Accelerations: The acceleration of any point P on the rim relative to the center is centripetal: $a_{P/O} = \omega^2 R = (v_0/R)^2 R = v_0^2/R$. The acceleration of the center is zero.

• Point O: $a_O = 0$ (constant velocity)
• Point A: $a_A = a_{A/O}$ (upwards) $= v_0^2/R$
• Point B: $a_B = a_{B/O}$ (rightwards) $= v_0^2/R$
• Point C: $a_C = a_{C/O}$ (downwards) $= v_0^2/R$
• Point D: $a_D = a_{D/O}$ (leftwards) $= v_0^2/R$

Radius of Curvature of Cycloid: The path of a point on the rim is a cycloid.

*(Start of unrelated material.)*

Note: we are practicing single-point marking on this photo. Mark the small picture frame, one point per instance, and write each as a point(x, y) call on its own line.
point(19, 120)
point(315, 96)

The radius of curvature $\rho$ is given by $\rho = 4R \sin(\theta/2)$, where $\theta$ is the angle of rotation from the lowest point.

• Point A (lowest): $\theta = 0 \implies \rho = 4R \sin(0) = 0$.
• Point D (rightmost): $\theta = \pi/2 \implies \rho = 4R \sin(\pi/4) = 4R(1/\sqrt{2}) = 2\sqrt{2}R$.
• Point C (topmost): $\theta = \pi \implies \rho = 4R \sin(\pi/2) = 4R$.
• Point B (leftmost): $\theta = 3\pi/2 \implies \rho = 4R \sin(3\pi/4) = 4R(1/\sqrt{2}) = 2\sqrt{2}R$.

Matching: (P) Acceleration of point is zero: Point O (5). (Q) Acceleration of point is $\frac{v_0^2}{R}$: Points A (1), B (2), C (3), D (4). (R) Radius of curvature is $2\sqrt{2}R$: Points B (2), D (4). (S) Radius of curvature is $4R$: Point C (3).